Per the plans, the building will reportedly have 219 market-rate condos with waterfront views and 55 affordable units in a part of the building that faces the street. Supposedly this type of arrangement is win-win, as it provides much-needed affordable housing units and allows developers, in this case Extell Development, to put up larger buildings (and qualify for tax breaks). For obvious reasons, though, the idea of an income-segregated building doesn't sit well with too many New Yorkers. As 40 Riverside takes shape, some things to keep in mind about the great divide between market-rate and affordable residents in upscale new developments:
- Extell didn't invent the "poor door." As The Real Deal reported when this was first in the news, it's not particularly common, but other high-profile developments have employed similar tactics.
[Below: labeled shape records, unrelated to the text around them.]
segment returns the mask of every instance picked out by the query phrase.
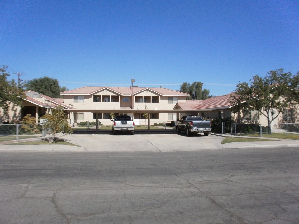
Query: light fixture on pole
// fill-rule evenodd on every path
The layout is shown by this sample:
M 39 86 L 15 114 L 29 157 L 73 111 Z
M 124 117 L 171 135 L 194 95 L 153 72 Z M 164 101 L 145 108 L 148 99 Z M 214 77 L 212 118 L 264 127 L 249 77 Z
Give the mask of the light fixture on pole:
M 131 82 L 132 83 L 132 87 L 131 90 L 132 91 L 132 109 L 133 109 L 133 82 L 135 82 L 135 79 L 131 79 Z

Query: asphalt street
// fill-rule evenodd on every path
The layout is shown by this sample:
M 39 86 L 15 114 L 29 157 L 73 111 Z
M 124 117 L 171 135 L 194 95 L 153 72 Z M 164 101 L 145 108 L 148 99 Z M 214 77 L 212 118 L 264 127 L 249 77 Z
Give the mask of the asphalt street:
M 299 223 L 297 147 L 167 151 L 185 137 L 170 143 L 164 136 L 164 144 L 145 136 L 153 151 L 1 146 L 0 223 Z M 125 139 L 116 137 L 119 146 Z M 189 147 L 207 139 L 196 138 Z

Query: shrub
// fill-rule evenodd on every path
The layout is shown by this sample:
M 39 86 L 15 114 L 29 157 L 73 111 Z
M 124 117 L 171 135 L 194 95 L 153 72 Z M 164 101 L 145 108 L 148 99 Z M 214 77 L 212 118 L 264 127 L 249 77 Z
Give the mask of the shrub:
M 203 119 L 204 120 L 204 119 Z M 227 117 L 224 118 L 216 118 L 211 119 L 212 122 L 212 131 L 216 133 L 222 133 L 222 123 L 225 123 L 225 133 L 230 133 L 231 131 L 231 125 L 235 122 L 231 117 Z

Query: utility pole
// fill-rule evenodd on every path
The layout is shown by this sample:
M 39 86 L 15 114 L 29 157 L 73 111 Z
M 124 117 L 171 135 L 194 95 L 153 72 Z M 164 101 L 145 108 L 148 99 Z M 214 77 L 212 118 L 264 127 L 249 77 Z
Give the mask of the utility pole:
M 18 87 L 19 88 L 20 88 L 20 83 L 21 83 L 21 81 L 23 81 L 22 80 L 21 80 L 20 78 L 20 76 L 21 75 L 25 75 L 25 73 L 20 73 L 19 72 L 18 73 L 14 73 L 15 75 L 18 75 Z

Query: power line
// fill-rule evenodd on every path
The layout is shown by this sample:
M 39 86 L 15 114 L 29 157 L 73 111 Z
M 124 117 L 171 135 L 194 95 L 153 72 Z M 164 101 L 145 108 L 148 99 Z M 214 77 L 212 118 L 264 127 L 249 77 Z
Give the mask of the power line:
M 21 82 L 21 81 L 23 81 L 22 80 L 21 80 L 20 78 L 20 76 L 21 75 L 25 75 L 25 73 L 20 73 L 20 72 L 18 72 L 18 73 L 14 73 L 14 74 L 15 75 L 18 75 L 18 86 L 19 86 L 19 87 L 20 87 L 20 83 Z

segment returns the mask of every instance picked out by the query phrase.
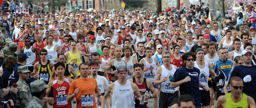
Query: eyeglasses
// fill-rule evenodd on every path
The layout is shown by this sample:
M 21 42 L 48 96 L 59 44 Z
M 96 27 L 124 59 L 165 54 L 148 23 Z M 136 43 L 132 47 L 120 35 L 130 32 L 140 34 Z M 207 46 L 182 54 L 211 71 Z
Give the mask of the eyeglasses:
M 232 86 L 233 88 L 234 88 L 234 89 L 243 89 L 243 86 Z
M 195 59 L 194 58 L 191 58 L 191 59 L 188 58 L 188 59 L 187 59 L 187 61 L 194 61 L 194 60 L 195 60 Z

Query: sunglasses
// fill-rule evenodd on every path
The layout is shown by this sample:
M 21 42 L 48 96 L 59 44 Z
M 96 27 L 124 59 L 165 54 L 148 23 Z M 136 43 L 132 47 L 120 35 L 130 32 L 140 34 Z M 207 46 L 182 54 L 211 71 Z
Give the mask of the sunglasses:
M 243 89 L 243 86 L 232 86 L 233 88 L 234 88 L 234 89 Z
M 195 59 L 194 58 L 191 58 L 191 59 L 189 58 L 189 59 L 187 59 L 187 61 L 194 61 L 194 60 L 195 60 Z

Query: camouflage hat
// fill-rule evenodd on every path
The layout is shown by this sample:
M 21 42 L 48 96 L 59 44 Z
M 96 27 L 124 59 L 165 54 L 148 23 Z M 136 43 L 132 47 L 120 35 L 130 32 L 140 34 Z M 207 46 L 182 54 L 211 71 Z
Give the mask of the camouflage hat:
M 35 80 L 30 83 L 30 89 L 33 92 L 41 92 L 48 87 L 48 85 L 45 84 L 44 82 L 42 80 Z
M 16 48 L 18 46 L 17 45 L 17 43 L 14 43 L 14 42 L 11 42 L 10 43 L 9 45 L 9 47 L 10 48 Z
M 18 67 L 18 73 L 30 73 L 30 71 L 29 70 L 29 68 L 27 66 L 20 66 Z

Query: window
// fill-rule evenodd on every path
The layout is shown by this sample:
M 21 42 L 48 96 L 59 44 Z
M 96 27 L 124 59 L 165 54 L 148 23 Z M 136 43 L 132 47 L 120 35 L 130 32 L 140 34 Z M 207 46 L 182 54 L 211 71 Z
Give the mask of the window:
M 86 1 L 86 9 L 94 9 L 94 0 Z

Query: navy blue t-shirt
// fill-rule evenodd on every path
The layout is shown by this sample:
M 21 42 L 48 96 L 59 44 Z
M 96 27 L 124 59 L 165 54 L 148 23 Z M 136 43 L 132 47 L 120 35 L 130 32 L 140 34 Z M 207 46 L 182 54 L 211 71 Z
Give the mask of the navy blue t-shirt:
M 246 76 L 250 75 L 252 80 L 249 82 L 245 83 L 243 78 Z M 230 76 L 230 78 L 232 76 L 237 76 L 241 78 L 243 80 L 244 87 L 243 92 L 247 95 L 252 97 L 255 100 L 256 100 L 256 66 L 252 65 L 251 67 L 246 67 L 243 65 L 236 66 Z M 229 81 L 230 83 L 230 81 Z
M 172 82 L 181 81 L 190 76 L 191 81 L 184 83 L 180 86 L 181 95 L 188 94 L 194 98 L 195 101 L 201 100 L 199 90 L 199 74 L 200 70 L 196 67 L 189 69 L 183 67 L 178 69 L 174 73 Z

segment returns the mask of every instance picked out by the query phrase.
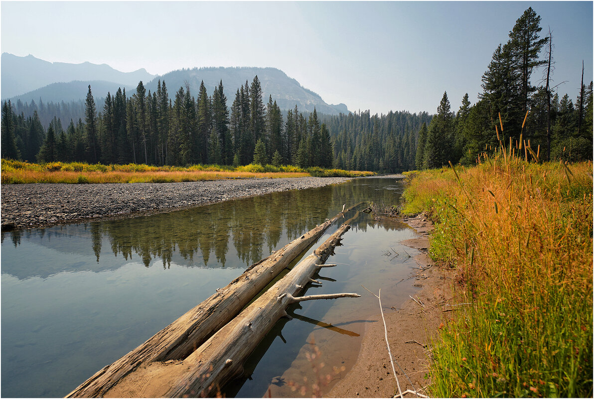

One notable example is Williamsburg's 1 Northside Piers, where the building's 134 affordable units have a separate entrance from the rest of the building.
- In buildings where residents share the entryway, the difference between affordable and market-rate tenants is not transparent. "With my extra savings from cheap rent, I am able to travel the world and buy nice things," one affordable tenant wrote in a 2012 article on Brick. She lived in a so-called 80/20 building in Battery Park City, where 20 percent of the units are set aside for tenants who meet certain income restrictions (in her case, less than half the area's median income of $108,000). "You probably wouldn’t pick me as a 20," she wrote. "I have, in fact, a little game I play called 80/20 profiling, trying to pick out the other 20s in the building. I assume the ones doing their own laundry (like me) are 20s and the ones getting laundry delivery from the local (expensive) dry cleaners are 80s."
- The real battle might be over amenities. Rent-stabilized tenants have increasingly aired their frustrations at being excluded from building amenities, and while developers aren't required to grant rent-stabilized tenants access to fancy new perks, we've previously noted that this kind of division could potentially dissolve via new legislation, intervention of market-rate residents, or good, old-fashioned peer pressure from so much bad press.
- Poor doors might become even less common. According to the Post's write-up, Manhattan Borough President Gale Brewer "vowed to reject future developments with separate entrances," and back when 40 Riverside was first in the news, then-City Council Speaker Christine Quinn said, “We need to change state law so that developers [eligible for the exemption] provide common entrances and facilities for residents of the building.”